Now that the Charles Dougherty senior center is going to be open again in my town, I have planned a new year meeting for January 3, 2022. Any intereeted people from neighboring towns are welcome. Our first topic will be Creative Jouraling and Scrapbooking and I will bring samples. We will also talk about Books we have been reading and do a book swap, so come join us and branch out! We will have guest speakers as we did before the pandemic. The Charles Doughterty Senior Center is at 507 Lambert, on the Railroad line that crosses Kings Highway in Mount Ephraim. I can hear that train whistle at night when I go to bed and early in the morning. Doesn't everyone love a train whistle?

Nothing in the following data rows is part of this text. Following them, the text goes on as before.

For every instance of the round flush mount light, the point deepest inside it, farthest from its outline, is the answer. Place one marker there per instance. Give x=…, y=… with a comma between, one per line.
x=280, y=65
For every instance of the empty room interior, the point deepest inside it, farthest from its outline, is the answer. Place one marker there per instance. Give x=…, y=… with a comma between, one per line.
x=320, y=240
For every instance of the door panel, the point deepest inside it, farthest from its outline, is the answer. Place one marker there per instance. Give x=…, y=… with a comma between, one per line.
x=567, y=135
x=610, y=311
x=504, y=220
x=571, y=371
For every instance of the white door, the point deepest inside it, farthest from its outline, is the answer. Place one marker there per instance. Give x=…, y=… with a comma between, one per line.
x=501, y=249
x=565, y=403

We are all facing change and ADAPTABILITY is the key to successful navigation! Join us on Jan, 3 at 1:00. You can bring a bag lunch if you like. We mostly eat at home before we come, but we are seated at tables so you can bring a lunch and eat there, we are very casual! Bring some ideas as well. We want to hear about your interests!

By the Way, my most recent (and long time) reading passion has been Mystery Novels. Currently I am reading Jacquelin Winspeare's Maisie Dobb's novels, set in the inter-war years in England. Before that, I was reading the Three Pines stories set in Quebec. I began, as so many did, with Agatha Christie in my youth, and Arthur Conan Doyle, of course. So we will talk a little about mystery novels too! Join us for conersation and ideas and share your interests with us!